Lamictal®, Lamictal® ODT™, Lamictal® XR™

levothyroxine

Levothroid®, Levoxyl®, Synthroid®, Unithroid®

lithium carbonate

Eskalith®, Lithobid®

oxcarbazepine

Trileptal®

phenytoin

Dilantin®, Phenytek®

primidone

Mysoline®

quinidine

 

sirolimus

Rapamune®

tacrolimus

Prograf® 

theophylline

Elixophyllin®, Theo-24®, Theochron™, Uniphyl®

thyroid

Armour Thyroid

valproic acid derivatives

Depacon®, Depakene®, Depakote®, Depakote® ER, Depakote® Sprinkles, Stavzor™

warfarin

Coumadin®, Jantoven®

Note: Drugs considered excluded from coverage (benefit exclusions) will not be considered for brand override authorization.

PRIOR AUTHORIZATION CLINICAL CRITERIA FOR APPROVAL

Module

Clinical Criteria for Approval

Brand Products will be approved for coverage or without application of a member cost share penalty when ONE of the following is met and documentation is provided:

  1. The patient has a documented allergic reaction to inactive ingredients in the generic product(s) (medical records required) OR
  2. The patient has a documented adverse reaction to inactive ingredients in the generic product(s) (medical records required) OR
  3. The patient has a documented therapeutic failure to the generic product(s) (medical records required; dosing and compliance issues will be evaluated through medical history)

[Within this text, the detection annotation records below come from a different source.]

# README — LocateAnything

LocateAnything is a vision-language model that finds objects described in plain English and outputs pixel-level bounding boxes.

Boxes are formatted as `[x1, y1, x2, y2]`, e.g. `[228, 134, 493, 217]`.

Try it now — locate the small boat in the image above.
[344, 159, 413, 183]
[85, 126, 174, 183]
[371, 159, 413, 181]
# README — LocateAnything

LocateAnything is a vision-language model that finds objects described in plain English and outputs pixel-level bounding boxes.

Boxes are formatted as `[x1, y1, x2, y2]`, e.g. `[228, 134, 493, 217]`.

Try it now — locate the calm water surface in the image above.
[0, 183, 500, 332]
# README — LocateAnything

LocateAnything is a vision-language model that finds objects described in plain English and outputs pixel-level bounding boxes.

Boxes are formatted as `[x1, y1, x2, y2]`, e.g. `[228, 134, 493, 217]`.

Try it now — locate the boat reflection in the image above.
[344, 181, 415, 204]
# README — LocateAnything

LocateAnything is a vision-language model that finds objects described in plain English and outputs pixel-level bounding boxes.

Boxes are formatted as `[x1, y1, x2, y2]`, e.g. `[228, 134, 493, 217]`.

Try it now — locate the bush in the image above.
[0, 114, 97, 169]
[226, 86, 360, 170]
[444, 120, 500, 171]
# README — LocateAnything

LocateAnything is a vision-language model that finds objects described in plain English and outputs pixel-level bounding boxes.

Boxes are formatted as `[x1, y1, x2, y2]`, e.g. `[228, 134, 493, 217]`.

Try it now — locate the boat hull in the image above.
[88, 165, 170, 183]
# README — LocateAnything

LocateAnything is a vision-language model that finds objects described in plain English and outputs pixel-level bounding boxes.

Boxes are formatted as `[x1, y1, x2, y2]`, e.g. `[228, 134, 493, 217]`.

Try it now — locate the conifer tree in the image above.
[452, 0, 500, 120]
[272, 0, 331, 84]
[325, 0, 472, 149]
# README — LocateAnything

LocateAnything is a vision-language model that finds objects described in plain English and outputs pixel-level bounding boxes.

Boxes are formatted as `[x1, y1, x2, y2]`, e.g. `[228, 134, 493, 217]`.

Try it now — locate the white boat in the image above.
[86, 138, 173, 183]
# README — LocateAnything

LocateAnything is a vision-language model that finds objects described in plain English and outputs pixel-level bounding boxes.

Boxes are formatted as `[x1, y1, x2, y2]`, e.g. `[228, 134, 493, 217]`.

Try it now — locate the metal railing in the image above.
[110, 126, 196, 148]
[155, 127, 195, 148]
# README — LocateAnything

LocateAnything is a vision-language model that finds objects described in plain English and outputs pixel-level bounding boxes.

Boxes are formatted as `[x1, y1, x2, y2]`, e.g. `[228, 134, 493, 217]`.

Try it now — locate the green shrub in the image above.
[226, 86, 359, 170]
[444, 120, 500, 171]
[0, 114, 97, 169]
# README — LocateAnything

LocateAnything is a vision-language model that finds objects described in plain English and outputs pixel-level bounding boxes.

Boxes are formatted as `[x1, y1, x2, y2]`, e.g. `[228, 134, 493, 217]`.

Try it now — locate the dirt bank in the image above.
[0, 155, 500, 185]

Length of Approval: 6 months for controlled substances, 12 months for all other targets

This pharmacy policy is not an authorization, certification, explanation of benefits or a contract. Eligibility and benefits are determined on a case-by-case basis according to the terms of the member’s plan in effect as of the date services are rendered. All pharmacy policies are based on (i) information in FDA approved package inserts (and black box warning, alerts, or other information disseminated by the FDA as applicable); (ii) research of current medical and pharmacy literature; and/or (iii) review of common medical practices in the treatment and diagnosis of disease as of the date hereof. Physicians and other providers are solely responsible for all aspects of medical care and treatment, including the type, quality, and levels of care and treatment.

The purpose of Blue Cross and Blue Shield of Alabama’s pharmacy policies are to provide a guide to coverage. Pharmacy policies are not intended to dictate to physicians how to practice medicine. Physicians should exercise their medical judgment in providing the care they feel is most appropriate for their patients.

Neither this policy, nor the successful adjudication of a pharmacy claim, is guarantee of payment.